第44話 半信半疑
「何か分かったのか」
「どうやら、樫山専務という奴は、食えない相手のようだな」
座卓の上へ空になったグラスを置いた達樹へ、尚哉が問い掛けると前置きをして語り出した。
「樫山専務の目的は、自分の娘とお前を入籍させることそのものにあったんだ。今の法律では、子どもの父親が誰であれ、婚姻関係にある男女の間に生まれた子供は本当の父親は誰かと問われることもなく、自動的にその男の実子として扱われる。だから、佐伯課長に対しても入籍だけでも早くするようにと話したんだろう」
「そんな馬鹿な……」
達樹が何を言おうとしているのか瞬時に理解した尚哉は、続く言葉を発することができなかった。
「今の達樹の話だと、樫山専務は尚哉君が子どもの父親かどうか重視していないようにも聞こえたが……」
達雄が疑問を口にすると、達樹は小さく頷いて思い当たった答えについて説明を始めた。
「樫山専務の中では、尚哉が子どもの父親だということについては半信半疑なんだと思う。現に、尚哉は自分の娘との結婚話には見向きもせず、子どもの父親は尚哉だと娘が明言してもきっぱりと拒否し続けているんだからな。そんな尚哉の態度から疑念を持つのは当然のことじゃないか」
達雄は頷くだけで返事を返し、達樹はさらに話を続けた。
「そんな尚哉に、子どもの父親は自分だと認めさせることは一筋縄ではいかない。だから、もっと簡単に尚哉を子どもの父親に仕立てる方法として入籍させることを思い付いたんだろう」
「そうだとしても、なぜ佐伯課長を巻き込む必要があったんだ。体裁を保てなくなる危険性を失念していたとでも言うのか」
滞ることもなく話し続ける達樹へ、達雄が自分の疑問を一つひとつ潰すように言葉を継いだ。

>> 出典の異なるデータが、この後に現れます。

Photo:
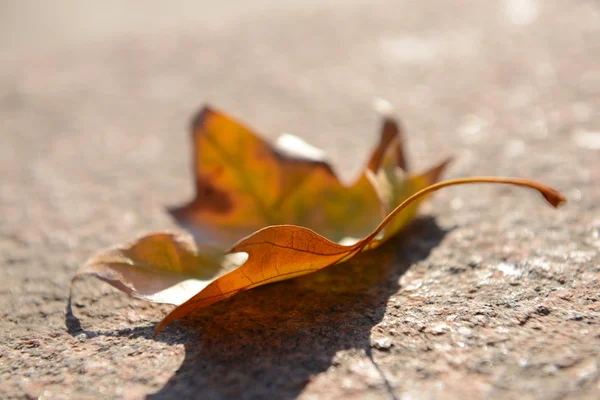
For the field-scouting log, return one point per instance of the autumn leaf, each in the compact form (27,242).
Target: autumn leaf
(244,183)
(283,252)
(279,196)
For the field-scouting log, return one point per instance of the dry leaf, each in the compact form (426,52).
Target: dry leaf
(283,252)
(244,184)
(284,196)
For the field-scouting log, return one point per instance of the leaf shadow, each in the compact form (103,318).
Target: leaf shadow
(270,341)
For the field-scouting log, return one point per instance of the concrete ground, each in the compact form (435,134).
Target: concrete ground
(493,295)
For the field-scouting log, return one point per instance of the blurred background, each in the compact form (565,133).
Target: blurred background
(95,102)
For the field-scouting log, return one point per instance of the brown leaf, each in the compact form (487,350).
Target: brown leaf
(284,196)
(244,184)
(282,252)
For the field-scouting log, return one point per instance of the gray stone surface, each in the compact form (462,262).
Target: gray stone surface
(494,295)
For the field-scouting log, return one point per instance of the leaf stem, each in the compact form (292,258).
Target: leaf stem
(552,196)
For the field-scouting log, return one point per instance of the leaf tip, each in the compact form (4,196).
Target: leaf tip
(554,197)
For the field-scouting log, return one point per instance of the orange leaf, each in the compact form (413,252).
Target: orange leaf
(284,193)
(282,252)
(244,184)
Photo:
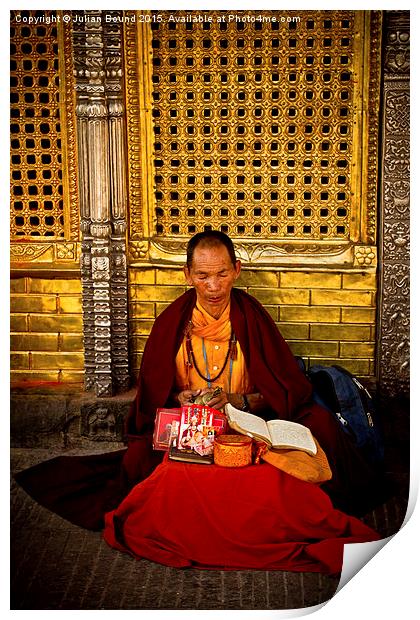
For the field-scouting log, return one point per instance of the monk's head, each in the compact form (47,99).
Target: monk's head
(212,269)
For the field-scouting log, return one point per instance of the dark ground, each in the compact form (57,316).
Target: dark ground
(57,565)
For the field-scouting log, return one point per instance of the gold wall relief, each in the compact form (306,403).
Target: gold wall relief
(265,129)
(44,206)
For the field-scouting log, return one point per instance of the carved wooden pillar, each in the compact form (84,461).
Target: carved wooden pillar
(102,162)
(393,341)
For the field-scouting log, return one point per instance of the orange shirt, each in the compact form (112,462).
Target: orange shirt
(214,335)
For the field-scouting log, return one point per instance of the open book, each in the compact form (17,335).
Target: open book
(276,433)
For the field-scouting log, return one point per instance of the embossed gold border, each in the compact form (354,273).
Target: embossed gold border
(58,254)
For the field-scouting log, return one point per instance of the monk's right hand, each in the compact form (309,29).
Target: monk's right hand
(186,396)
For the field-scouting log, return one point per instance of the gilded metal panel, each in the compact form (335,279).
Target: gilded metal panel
(44,206)
(394,289)
(263,128)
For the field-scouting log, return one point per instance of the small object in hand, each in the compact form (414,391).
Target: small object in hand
(233,450)
(203,399)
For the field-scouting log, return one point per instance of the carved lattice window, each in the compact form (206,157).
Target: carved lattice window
(44,208)
(36,151)
(256,125)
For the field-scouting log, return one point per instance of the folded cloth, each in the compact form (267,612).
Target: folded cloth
(300,464)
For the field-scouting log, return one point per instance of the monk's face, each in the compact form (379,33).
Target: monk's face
(212,274)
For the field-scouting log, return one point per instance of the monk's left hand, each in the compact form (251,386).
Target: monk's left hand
(218,401)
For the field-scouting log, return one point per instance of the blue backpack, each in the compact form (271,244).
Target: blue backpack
(338,391)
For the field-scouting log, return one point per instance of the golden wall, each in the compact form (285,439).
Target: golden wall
(270,134)
(46,330)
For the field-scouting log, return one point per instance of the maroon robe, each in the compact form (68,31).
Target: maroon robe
(83,489)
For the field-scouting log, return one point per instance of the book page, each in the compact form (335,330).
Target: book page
(291,434)
(247,422)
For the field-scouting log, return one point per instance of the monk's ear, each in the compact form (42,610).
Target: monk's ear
(187,275)
(238,267)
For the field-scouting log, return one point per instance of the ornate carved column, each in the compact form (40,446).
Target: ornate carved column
(102,162)
(393,337)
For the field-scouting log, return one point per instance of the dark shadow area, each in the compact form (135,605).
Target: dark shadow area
(56,565)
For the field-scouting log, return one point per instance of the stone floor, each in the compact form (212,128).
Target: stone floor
(57,566)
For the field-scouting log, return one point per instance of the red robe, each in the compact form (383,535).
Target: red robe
(83,488)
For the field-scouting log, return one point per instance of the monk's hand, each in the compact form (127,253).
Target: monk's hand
(219,400)
(186,397)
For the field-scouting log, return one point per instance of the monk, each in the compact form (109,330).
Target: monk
(218,335)
(215,335)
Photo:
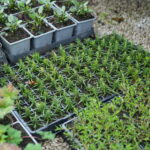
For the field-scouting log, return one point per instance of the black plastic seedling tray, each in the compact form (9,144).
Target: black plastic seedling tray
(14,59)
(52,126)
(2,57)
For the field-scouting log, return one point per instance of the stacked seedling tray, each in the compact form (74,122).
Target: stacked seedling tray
(39,26)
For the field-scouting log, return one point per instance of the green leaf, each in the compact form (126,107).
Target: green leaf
(33,147)
(46,135)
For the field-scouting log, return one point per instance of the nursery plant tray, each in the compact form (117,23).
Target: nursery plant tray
(14,58)
(3,58)
(52,126)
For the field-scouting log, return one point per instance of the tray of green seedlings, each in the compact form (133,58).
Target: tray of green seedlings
(69,78)
(39,21)
(103,128)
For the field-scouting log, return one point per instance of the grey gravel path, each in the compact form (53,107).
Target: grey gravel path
(133,19)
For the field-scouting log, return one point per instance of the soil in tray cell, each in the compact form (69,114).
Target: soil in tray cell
(16,36)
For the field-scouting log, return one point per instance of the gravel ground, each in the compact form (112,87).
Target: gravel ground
(57,144)
(126,17)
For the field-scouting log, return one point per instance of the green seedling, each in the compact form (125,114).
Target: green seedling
(61,15)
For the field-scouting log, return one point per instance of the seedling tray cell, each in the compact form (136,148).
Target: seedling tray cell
(14,58)
(50,127)
(3,58)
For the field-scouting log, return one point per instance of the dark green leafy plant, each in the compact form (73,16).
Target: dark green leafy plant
(9,135)
(80,8)
(61,16)
(7,97)
(70,79)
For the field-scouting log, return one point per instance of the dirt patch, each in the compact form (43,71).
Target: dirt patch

「おそらく、それも計算の内だったんだ。どうにかして、樫山専務の思惑通りに自分の娘と尚哉を入籍させることができたとしても、生まれた子どもが尚哉とは無関係だとはっきりすれば、心底惚れている梨奈さんがいる尚哉は即座に離婚の申し入れをするだろう」
達樹が、話しながら尚哉の気持ちを確認するように尚哉と目を合わせた。
「必ず、そうする」
尚哉が断言すると達樹は僅かに笑みを見せ、直ぐにまた真顔になると話し出した。
「本来なら、子どもが無事に生まれて幸せの絶頂にあるはずの樫山専務の娘が、子どもが生まれたばかりで離婚したとなると格好の噂の種となる。そこで、佐伯課長が尚哉を庇おうとして樫山専務から話を持ち掛けられたことを口にしたら、樫山専務はこう言えばいい」
そこまで言って一度言葉を切った達樹は、人の悪そうな表情をその顔に乗せて続けた。
「尚哉には、元々一緒に住んでいる梨奈さんがいた。だが、樫山専務が娘を紹介したことで尚哉は出世を目論み、樫山専務の娘と親しく付き合うようになった。しかし、現実はそんなに甘いものではないと知った尚哉は出世を諦めて梨奈さんの下へ戻ったが、その時には樫山専務の娘は尚哉の子どもを妊娠していて産むしかない状況になっていた。そこで、子どもに対する責任を取る形で樫山専務の娘と尚哉は入籍したものの、産まれた子どもの顔を見ても尚哉は興味が持てず離婚したいと主張したため、問題をこじらせないために離婚を受け入れた。そうしたら、尚哉は何食わぬ顔で梨奈さんの下へ戻った、とな」
達樹の話を聞いているうちに尚哉の心臓の鼓動は徐々に速まり、胸が締め付けられて痛みが走った。